De semejante planteamiento no puede quedar excluida la violencia. La violencia sustenta, en la obra del venezolano, las relaciones de pareja. Victoria y Daniel no se aman: en realidad, se desprecian. Cuando la trama empieza a complicarse, se insultan sin decoro y se hieren físicamente. Y el sexo, entonces, aparece con intensidad inusitada como forma de dominación, de canibalismo atroz. Daniel y Victoria albergaron en algún tiempo, ciertamente, otros deseos (los ovnis de Daniel como luces de una vida más humana, la lectura en Victoria como símbolo de una vida más pura y más plena). Pero ahora es sólo el tiempo del cinismo arrasador, y la selva la morada de esos sueños devorados.
La puesta en escena de semejante complejo de asuntos y sensaciones constituye todo un reto que La Machina ha sabido solventar con su profesionalidad habitual, y en ello han tenido un papel esencial lo mismo el director ya mencionado, Etelvino Vázquez, como el ayudante de dirección, Francisco Valcarce, de quien se aprecia la huella evidente –y sabia– en la concepción del montaje.

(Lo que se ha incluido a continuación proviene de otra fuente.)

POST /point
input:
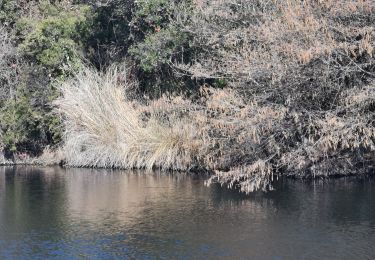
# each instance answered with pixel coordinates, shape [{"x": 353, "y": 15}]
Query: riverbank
[{"x": 275, "y": 88}]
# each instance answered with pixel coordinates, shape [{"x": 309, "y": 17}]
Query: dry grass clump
[
  {"x": 298, "y": 100},
  {"x": 103, "y": 129}
]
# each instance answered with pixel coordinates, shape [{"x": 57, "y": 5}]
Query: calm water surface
[{"x": 99, "y": 214}]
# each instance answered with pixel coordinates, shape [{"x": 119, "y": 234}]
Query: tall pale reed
[{"x": 103, "y": 129}]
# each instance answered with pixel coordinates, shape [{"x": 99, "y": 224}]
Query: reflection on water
[{"x": 78, "y": 213}]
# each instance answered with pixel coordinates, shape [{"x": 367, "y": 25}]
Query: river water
[{"x": 101, "y": 214}]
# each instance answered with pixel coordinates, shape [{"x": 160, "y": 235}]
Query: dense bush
[
  {"x": 275, "y": 87},
  {"x": 43, "y": 46}
]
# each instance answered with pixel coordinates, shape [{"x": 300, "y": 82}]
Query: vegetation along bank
[{"x": 246, "y": 90}]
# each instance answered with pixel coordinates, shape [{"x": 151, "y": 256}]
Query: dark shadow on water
[{"x": 69, "y": 213}]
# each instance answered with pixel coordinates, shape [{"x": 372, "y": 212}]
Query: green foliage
[
  {"x": 159, "y": 48},
  {"x": 27, "y": 127},
  {"x": 55, "y": 41},
  {"x": 9, "y": 10}
]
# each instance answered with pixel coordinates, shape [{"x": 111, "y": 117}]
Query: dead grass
[
  {"x": 299, "y": 98},
  {"x": 103, "y": 129}
]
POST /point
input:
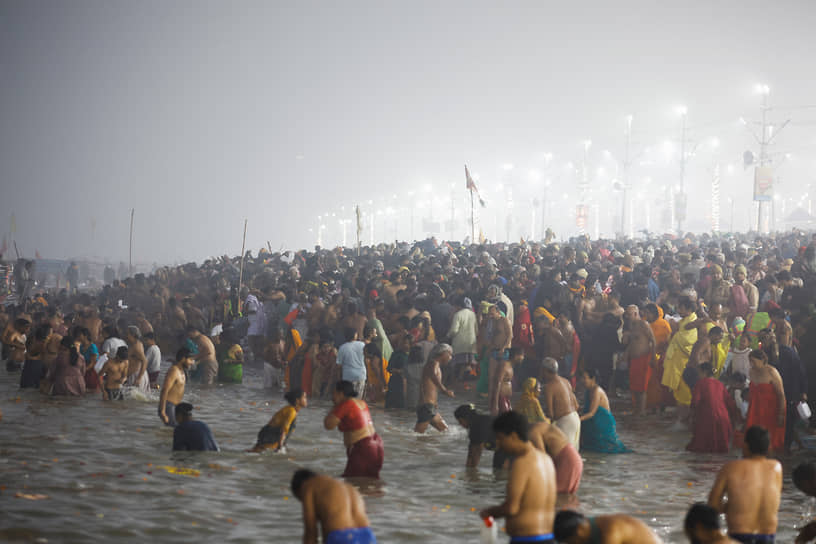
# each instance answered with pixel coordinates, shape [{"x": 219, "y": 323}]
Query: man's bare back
[
  {"x": 333, "y": 504},
  {"x": 754, "y": 488},
  {"x": 548, "y": 438},
  {"x": 559, "y": 400}
]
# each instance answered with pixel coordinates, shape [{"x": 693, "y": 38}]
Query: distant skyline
[{"x": 200, "y": 114}]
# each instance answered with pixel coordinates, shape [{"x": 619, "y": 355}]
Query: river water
[{"x": 109, "y": 474}]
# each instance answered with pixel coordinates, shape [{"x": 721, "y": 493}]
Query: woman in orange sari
[
  {"x": 656, "y": 392},
  {"x": 767, "y": 403}
]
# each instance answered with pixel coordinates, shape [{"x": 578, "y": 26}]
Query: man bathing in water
[
  {"x": 640, "y": 353},
  {"x": 530, "y": 503},
  {"x": 754, "y": 488},
  {"x": 114, "y": 373},
  {"x": 335, "y": 505},
  {"x": 173, "y": 388},
  {"x": 427, "y": 411},
  {"x": 560, "y": 404},
  {"x": 569, "y": 466}
]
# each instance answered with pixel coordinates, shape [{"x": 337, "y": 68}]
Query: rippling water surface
[{"x": 106, "y": 469}]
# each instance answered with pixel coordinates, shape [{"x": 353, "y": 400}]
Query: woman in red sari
[
  {"x": 766, "y": 406},
  {"x": 710, "y": 420}
]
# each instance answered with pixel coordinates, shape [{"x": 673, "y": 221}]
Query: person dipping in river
[
  {"x": 569, "y": 467},
  {"x": 560, "y": 404},
  {"x": 173, "y": 388},
  {"x": 336, "y": 506},
  {"x": 428, "y": 411},
  {"x": 114, "y": 375},
  {"x": 364, "y": 446},
  {"x": 753, "y": 486},
  {"x": 530, "y": 503},
  {"x": 273, "y": 435},
  {"x": 573, "y": 528},
  {"x": 598, "y": 427},
  {"x": 480, "y": 436}
]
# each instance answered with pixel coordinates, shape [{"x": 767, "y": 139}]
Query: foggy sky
[{"x": 200, "y": 114}]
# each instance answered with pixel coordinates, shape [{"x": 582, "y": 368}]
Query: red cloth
[
  {"x": 762, "y": 411},
  {"x": 568, "y": 470},
  {"x": 639, "y": 373},
  {"x": 352, "y": 417},
  {"x": 365, "y": 458},
  {"x": 306, "y": 375},
  {"x": 712, "y": 424}
]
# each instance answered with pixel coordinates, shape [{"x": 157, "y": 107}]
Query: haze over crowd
[{"x": 202, "y": 114}]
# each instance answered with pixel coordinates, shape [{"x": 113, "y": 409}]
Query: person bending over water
[
  {"x": 560, "y": 403},
  {"x": 364, "y": 446},
  {"x": 530, "y": 503},
  {"x": 114, "y": 375},
  {"x": 599, "y": 431},
  {"x": 480, "y": 436},
  {"x": 336, "y": 506},
  {"x": 274, "y": 434},
  {"x": 173, "y": 388},
  {"x": 573, "y": 528},
  {"x": 754, "y": 489},
  {"x": 190, "y": 435},
  {"x": 428, "y": 411},
  {"x": 568, "y": 463},
  {"x": 702, "y": 526}
]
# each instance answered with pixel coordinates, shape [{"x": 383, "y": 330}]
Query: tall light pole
[
  {"x": 680, "y": 203},
  {"x": 626, "y": 175}
]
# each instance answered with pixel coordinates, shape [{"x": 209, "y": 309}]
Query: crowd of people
[{"x": 715, "y": 331}]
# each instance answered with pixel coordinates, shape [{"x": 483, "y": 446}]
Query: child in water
[{"x": 274, "y": 434}]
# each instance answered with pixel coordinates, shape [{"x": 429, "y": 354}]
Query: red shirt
[{"x": 352, "y": 417}]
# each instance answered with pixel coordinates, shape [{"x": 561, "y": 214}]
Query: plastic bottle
[{"x": 490, "y": 531}]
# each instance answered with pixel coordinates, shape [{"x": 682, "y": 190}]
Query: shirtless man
[
  {"x": 569, "y": 466},
  {"x": 431, "y": 384},
  {"x": 173, "y": 388},
  {"x": 205, "y": 358},
  {"x": 560, "y": 404},
  {"x": 498, "y": 346},
  {"x": 502, "y": 401},
  {"x": 335, "y": 505},
  {"x": 640, "y": 352},
  {"x": 754, "y": 487},
  {"x": 530, "y": 503},
  {"x": 14, "y": 339},
  {"x": 573, "y": 528},
  {"x": 114, "y": 374},
  {"x": 137, "y": 362}
]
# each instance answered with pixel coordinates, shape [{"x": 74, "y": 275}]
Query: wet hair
[
  {"x": 184, "y": 409},
  {"x": 566, "y": 524},
  {"x": 512, "y": 422},
  {"x": 806, "y": 472},
  {"x": 714, "y": 331},
  {"x": 465, "y": 411},
  {"x": 293, "y": 395},
  {"x": 346, "y": 387},
  {"x": 182, "y": 353},
  {"x": 757, "y": 440},
  {"x": 299, "y": 477},
  {"x": 591, "y": 372},
  {"x": 371, "y": 350},
  {"x": 685, "y": 302},
  {"x": 759, "y": 355}
]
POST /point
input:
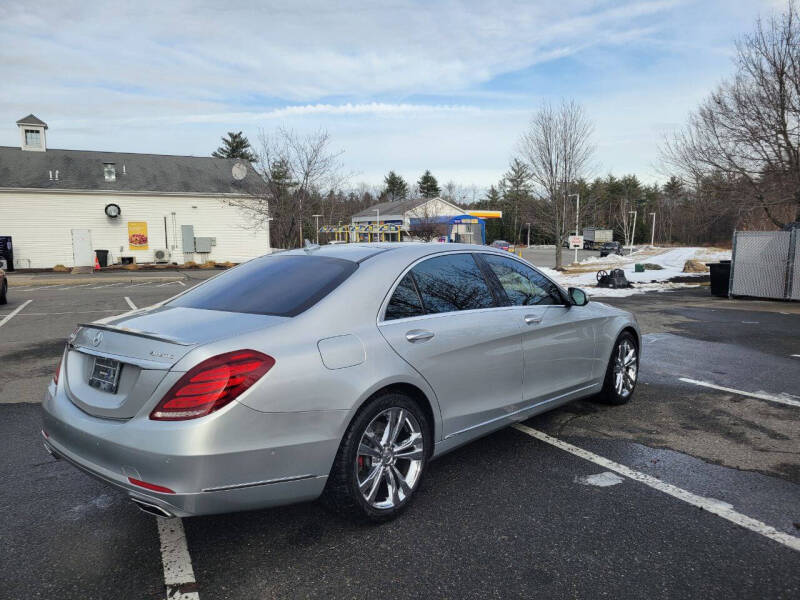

Jugando con paneles semitransparentes, con escalones y con lámparas que los protagonistas apagan y encienden, se logra una plasmación inteligente de los diferentes niveles de realidad/sueño – pasado/presente que va desgranando el texto dramático, así como de las múltiples personalidades que van asumiendo los personajes implicados. La mesa apartada, con un flexo, funciona perfectamente como peculiar mesa de interrogatorio y confesión, y la música es otro elemento que se emplea para delimitar tiempos y estados de ánimo. El diseño de la iluminación, a cargo de Víctor Lorenzo y Etelvino Vázquez, es elegante, certero y pleno de significaciones, con una importancia sigilosa pero fundamental, casi como una banda sonora. De los actores, Laura Orduña y Jon Ariño, cabe resaltar especialmente la labor del segundo, en su justa medida de ironía y angustia combinadas, en tanto que en Orduña, aun siendo su papel de notoria dificultad y amplitud de registros, se echa en falta una cierta dosis de mesura de dicción y gestual, en especial en la primera mitad de la obra.
Finalmente, como en un bucle, el matrimonio ventila sus terrores con una conversación de escasa monta. Pero cuando nos levantamos lo sabemos, y tememos que quizá, en algún momento, llegue a ocurrirnos lo mismo; aquello que, en Reunión de amigos, escribió José Emilio Pacheco: ''Ya somos todo aquello/ contra lo que luchamos a los veinte años''. Gustavo Ott y La Machina lo han dejado bien, pero que bien patente.